At least half the book is devoted to Gilding’s ideas of what must be done over the next 40 years to create a sustainable no-growth economy and the values that go with it--ideas tested so far in his speeches and peer-reviewed papers, but now available for wider scrutiny and participation. Though he uses big labels and inspirational generalities, he’s practical and subtle on the process and on as many details as he musters.
Gilding acknowledges the emotional impact of a future of earthquake-like disruptions, and a transition that
“will shake us to the core, forcing a substantial rearrangement of human values, political systems, and our physical lives.” This has happened before, but perhaps never so intentionally. He writes that
“Grieving is an appropriate response” for the world we’ve destroyed and the resulting pain,
“but sustained despair is not.” Any chance for civilization surviving depends on “
active, engaged and strategic hope.” Hope is not a response but a commitment. Optimism is
“the most important and political choice an individual can make.”

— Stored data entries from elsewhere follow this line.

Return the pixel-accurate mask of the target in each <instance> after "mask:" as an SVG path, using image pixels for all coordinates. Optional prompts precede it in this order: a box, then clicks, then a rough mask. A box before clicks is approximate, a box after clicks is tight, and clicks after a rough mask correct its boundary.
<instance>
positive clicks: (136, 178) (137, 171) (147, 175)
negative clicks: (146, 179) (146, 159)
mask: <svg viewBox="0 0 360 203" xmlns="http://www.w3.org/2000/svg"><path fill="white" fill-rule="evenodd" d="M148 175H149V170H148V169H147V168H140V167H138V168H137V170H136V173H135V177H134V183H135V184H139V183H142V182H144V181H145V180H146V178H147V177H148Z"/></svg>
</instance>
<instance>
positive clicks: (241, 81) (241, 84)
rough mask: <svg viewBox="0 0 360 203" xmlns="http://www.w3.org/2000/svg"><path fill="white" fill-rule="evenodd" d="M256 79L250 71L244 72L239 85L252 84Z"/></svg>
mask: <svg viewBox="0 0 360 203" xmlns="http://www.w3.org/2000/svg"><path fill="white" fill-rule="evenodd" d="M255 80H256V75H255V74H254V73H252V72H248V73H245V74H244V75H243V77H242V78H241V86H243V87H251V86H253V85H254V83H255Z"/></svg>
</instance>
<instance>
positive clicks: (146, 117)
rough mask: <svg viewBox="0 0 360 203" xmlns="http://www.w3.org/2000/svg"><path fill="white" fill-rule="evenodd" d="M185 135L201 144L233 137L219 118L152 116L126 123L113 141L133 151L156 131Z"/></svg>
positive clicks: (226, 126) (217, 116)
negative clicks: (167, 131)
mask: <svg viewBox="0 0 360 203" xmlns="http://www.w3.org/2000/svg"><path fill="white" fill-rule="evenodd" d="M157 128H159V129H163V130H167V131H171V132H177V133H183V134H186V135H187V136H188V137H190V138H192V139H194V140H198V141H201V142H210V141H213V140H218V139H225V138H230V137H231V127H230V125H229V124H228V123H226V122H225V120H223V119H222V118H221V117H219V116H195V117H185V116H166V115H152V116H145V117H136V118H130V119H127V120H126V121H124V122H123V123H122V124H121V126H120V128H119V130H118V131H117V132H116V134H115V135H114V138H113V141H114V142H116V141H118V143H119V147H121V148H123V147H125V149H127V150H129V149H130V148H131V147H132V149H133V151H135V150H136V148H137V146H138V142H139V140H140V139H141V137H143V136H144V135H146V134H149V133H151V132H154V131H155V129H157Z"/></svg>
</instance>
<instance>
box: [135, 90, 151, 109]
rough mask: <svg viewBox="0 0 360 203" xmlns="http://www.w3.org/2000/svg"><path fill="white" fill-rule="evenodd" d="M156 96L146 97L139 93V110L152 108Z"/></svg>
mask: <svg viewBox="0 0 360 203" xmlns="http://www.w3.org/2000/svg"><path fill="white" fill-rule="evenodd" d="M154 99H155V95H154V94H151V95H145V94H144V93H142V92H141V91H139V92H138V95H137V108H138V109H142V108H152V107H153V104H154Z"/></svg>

This hope must be enacted partly by working to define the plans necessary to meet this crisis, so when society demands them, they’ll be ready. That makes this a book to keep. It takes awhile to absorb its information and the emotions it evokes. But there’s getting to be a consensus that the catastrophe “that will shake us to the core” is coming. It’s time to choose this way to be human, face the grief and think hard about the future.
Combining a brief sketch of the depth and extent of catastrophe with a brief sketch of a program to get through it and make things better seems a proper enterprise, but it makes for a very weird book. The implications of living through the death of millions--as we're seeing right now in the climate-related starvation in the Horn of Africa--as well as the chaos, the fear, uncertainty (is this intractable recession the beginning of the permanent economic growth collapse?) and denial--seem to need more than a simple acknowledgement they are coming. A little reflection makes the rest of the book seem like whistling in the dark, and the occasional inspirational self-help book tone doesn't help. That's not to say that his program isn't a useful one, or that it won't work. It just makes for a schizoid reading experience. Also, its subtitle is so silly I can't even bring myself to use it. But all of that just has to be acknowledged--then the content of the book worked with and absorbed.

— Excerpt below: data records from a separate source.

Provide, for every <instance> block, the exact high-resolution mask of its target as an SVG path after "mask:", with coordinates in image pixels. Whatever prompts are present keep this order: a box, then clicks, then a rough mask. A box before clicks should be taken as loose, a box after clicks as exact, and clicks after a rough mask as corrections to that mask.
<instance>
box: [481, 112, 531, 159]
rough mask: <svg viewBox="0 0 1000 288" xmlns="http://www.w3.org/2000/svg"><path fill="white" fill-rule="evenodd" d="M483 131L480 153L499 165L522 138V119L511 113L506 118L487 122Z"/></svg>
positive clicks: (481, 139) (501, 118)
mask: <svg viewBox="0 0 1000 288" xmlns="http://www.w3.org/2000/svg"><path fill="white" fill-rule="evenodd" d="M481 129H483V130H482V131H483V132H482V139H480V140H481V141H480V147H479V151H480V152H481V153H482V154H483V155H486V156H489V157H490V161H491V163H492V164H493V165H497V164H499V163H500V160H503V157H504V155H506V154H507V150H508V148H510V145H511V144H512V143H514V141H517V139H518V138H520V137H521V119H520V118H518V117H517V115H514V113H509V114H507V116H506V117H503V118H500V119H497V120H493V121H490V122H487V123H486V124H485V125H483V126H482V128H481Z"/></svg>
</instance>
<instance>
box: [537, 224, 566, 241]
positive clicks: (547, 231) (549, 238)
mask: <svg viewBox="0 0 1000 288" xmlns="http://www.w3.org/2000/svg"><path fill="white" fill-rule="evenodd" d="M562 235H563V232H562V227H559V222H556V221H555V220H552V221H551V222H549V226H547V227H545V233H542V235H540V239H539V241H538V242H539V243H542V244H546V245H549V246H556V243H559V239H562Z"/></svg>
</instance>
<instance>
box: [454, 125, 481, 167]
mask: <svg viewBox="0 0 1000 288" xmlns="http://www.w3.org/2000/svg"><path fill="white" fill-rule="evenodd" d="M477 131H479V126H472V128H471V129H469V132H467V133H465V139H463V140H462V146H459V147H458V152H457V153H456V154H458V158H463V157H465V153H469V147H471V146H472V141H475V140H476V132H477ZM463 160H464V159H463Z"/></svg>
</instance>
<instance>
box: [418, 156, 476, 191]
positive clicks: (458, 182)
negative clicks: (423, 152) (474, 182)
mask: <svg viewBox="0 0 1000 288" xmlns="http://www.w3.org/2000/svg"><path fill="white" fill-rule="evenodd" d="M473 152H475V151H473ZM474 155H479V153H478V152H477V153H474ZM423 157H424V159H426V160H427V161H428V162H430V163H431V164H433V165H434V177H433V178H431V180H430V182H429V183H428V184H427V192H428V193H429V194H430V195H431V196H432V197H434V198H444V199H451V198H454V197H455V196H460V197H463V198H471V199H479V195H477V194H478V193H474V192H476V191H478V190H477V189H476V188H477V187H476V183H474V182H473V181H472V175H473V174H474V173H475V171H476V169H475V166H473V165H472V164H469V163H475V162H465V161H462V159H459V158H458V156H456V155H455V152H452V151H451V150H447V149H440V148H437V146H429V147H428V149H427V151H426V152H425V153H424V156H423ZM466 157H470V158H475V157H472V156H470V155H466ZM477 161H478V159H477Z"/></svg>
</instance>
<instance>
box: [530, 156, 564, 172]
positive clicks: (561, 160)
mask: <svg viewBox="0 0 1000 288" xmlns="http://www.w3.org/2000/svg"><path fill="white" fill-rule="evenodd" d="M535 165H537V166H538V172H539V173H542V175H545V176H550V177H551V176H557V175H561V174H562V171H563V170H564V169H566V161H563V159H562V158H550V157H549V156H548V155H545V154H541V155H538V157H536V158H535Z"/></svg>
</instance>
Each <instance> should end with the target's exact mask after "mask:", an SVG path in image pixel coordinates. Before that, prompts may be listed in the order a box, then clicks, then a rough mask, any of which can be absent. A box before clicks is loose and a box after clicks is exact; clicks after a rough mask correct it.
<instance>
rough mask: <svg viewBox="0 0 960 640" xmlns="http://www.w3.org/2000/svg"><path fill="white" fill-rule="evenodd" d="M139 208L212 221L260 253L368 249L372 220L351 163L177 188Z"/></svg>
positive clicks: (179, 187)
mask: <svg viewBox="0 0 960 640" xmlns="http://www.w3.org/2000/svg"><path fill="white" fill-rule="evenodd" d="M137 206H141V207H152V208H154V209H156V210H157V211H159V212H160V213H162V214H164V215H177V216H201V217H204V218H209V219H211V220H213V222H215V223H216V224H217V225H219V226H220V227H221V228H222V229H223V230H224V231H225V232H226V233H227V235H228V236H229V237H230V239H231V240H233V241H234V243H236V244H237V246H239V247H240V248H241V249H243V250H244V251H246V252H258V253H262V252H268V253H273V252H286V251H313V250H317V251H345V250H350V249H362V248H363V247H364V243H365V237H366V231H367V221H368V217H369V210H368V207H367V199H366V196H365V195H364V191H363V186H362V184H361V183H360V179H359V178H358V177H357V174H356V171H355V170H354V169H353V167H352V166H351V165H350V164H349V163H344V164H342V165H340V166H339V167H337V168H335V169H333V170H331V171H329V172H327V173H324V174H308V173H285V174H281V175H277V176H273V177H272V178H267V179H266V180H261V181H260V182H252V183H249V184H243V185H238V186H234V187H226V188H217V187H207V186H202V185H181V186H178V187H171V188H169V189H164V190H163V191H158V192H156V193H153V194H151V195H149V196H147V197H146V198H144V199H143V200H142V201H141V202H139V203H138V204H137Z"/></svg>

How far we are from engaging with these issues, let alone accepting and confronting them, can be gauged by how little influence on the public dialogue these books are having. But for the relative few who are engaged, this book should remain of considerable interest for some time to come.
(By the way, the latest studies--despite some of the media reports--support and extend the notion that Arctic ice is melting
very rapidly--and may be virtually gone by 2050 or sooner.)